Thoughts on reading from ‘Live-Coding: A User’s Manual’.
The reading
My favorite is the “thinking in public” definition.
I like to interpret this as working through problems while the audience has transparency to what you are doing. If there isn’t the observed tackling of an issue, then it’s just the performance of a known process (which itself is also interesting… I love process videos on instagram that document cooking or carpentry – however I think these process videos aren’t live-coding if you aren’t allowing the audience to see the process in real-time). [For this reason I often like to incorporate a constraint or a challenge during my devised live-coding performances, because I want the audience to see me struggle in the process.]
Relating to dance
Despite being a performance art, is dance the most-divorced-from-realtime art?
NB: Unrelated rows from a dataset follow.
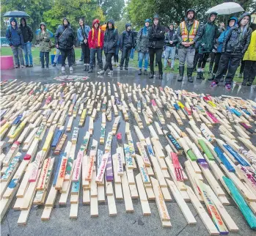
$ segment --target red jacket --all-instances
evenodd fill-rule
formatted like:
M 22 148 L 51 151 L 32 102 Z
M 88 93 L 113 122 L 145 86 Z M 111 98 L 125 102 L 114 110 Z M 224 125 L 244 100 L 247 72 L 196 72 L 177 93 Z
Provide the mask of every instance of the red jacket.
M 95 23 L 99 24 L 99 28 L 96 29 L 94 26 Z M 100 35 L 99 35 L 99 30 Z M 92 35 L 93 34 L 93 35 Z M 103 48 L 103 40 L 104 40 L 104 32 L 100 28 L 100 21 L 95 19 L 92 21 L 92 28 L 89 32 L 88 43 L 89 48 L 96 48 L 100 47 L 101 49 Z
I think it’s a contender for the most misleading in terms of the audience:professional gap for not understanding the time it takes to develop a skill (think of ballet dancers starting at 3 years old, or the hours of time it took to nail a trick the audience doesn’t understand the technicals of).
Another way of saying this is – I [personally] think the potential for failure or the observation of the artist’s recovery of failure is the most interesting part of live-coding or improvisation.
My main apparatus for aerial is multicordes, which I often describe as “predicament” performance: this is largely because the high number of cordes increases the potential error or variance in the apparatus (i.e. the propensity for a cord not behaving as you intended).